Reputation: 4163
So, I have this string str = u'world-weather-online®_jkpahjicmehopmlkbenbkmckcedlcmhk'
in Python and I just want to extract the world-weather-online®
part of it using regular expression. What I did is first match = re.search(r'([a-zA-Z0-9\-\%\+]+?)_[a-z]+', str)
and then get the result in a string str2 = match.group(1)
.
However, I end up with the error 'NoneType' object has no attribute 'group'
. If I just try it with the string "world-weather-online_jkpahjicmehopmlkbenbkmckcedlcmhk", it works just fine. However, having the special unicode symbol creates a problem. I tried using match = re.search(ur'([a-zA-Z0-9\-\%\+]+?)_[a-z]+', str)
but it still doesn't help. Any ideas on how to solve this one? Thanks!
Upvotes: 0
Views: 95
Reputation: 1121266
Use a Unicode regular expression and include the codepoint in your pattern:
match = re.search(ur'([a-zA-Z0-9®%+-]+?)_[a-z]+', yourstr)

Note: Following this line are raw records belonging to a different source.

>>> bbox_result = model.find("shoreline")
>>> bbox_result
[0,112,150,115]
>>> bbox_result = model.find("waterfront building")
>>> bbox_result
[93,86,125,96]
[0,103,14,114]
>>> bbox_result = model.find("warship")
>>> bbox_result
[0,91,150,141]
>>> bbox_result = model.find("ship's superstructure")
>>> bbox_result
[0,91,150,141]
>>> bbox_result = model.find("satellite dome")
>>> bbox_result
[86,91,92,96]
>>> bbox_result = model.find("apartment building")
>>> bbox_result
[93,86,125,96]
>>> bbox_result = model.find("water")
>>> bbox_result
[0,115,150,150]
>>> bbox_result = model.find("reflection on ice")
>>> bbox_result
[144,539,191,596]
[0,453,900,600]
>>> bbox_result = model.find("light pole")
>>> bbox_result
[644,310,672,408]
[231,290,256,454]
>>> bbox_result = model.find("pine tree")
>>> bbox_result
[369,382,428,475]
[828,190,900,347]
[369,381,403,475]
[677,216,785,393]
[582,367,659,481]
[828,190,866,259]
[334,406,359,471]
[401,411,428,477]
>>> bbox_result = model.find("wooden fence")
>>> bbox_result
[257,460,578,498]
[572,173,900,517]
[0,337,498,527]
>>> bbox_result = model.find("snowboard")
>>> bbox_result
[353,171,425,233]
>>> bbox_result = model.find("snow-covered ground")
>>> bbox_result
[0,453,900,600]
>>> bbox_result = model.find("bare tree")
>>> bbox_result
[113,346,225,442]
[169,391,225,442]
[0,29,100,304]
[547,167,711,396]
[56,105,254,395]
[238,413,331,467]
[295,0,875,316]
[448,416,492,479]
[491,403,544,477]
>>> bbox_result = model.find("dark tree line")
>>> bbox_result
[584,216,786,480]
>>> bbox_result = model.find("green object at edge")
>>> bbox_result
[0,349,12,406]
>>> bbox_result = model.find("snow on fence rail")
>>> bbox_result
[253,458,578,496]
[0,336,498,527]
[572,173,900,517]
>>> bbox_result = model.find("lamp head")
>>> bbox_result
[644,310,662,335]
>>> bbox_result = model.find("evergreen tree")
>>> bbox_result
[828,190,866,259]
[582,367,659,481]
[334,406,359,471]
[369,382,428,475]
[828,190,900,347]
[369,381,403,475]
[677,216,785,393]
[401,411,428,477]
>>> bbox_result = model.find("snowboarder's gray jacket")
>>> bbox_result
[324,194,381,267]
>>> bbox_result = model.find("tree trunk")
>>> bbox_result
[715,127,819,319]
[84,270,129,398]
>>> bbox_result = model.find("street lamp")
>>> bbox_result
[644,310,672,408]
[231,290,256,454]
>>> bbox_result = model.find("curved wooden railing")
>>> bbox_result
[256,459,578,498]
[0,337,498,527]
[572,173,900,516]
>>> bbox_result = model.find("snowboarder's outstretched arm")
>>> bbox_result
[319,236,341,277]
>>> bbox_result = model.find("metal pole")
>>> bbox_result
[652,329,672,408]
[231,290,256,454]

You may want to think about what other codepoints should be included, apart from the trademark ®
codepoint.
Demo:
>>> import re
>>> yourstr = u'world-weather-online®_jkpahjicmehopmlkbenbkmckcedlcmhk'
>>> print re.search(ur'([a-zA-Z0-9®%+-]+?)_[a-z]+', yourstr).group(1)
world-weather-online®
Upvotes: 3
Reputation: 16556
Well, I think that you only forgot the ® in your regexp:
>>> match = re.search(r'([a-zA-Z0-9\-\%\+®+]+?)_[a-z]+', str)
>>> match.group(1)
u'world-weather-online\xae'
But if your string contains more unicode characters, your regexp can be long… So just re.search(r'(.*)_[a-z]+', str)
can do the trick.
And if you just want to split wrt to the '_':
>>> str.split('_')[0]
u'world-weather-online\xae'
Upvotes: 2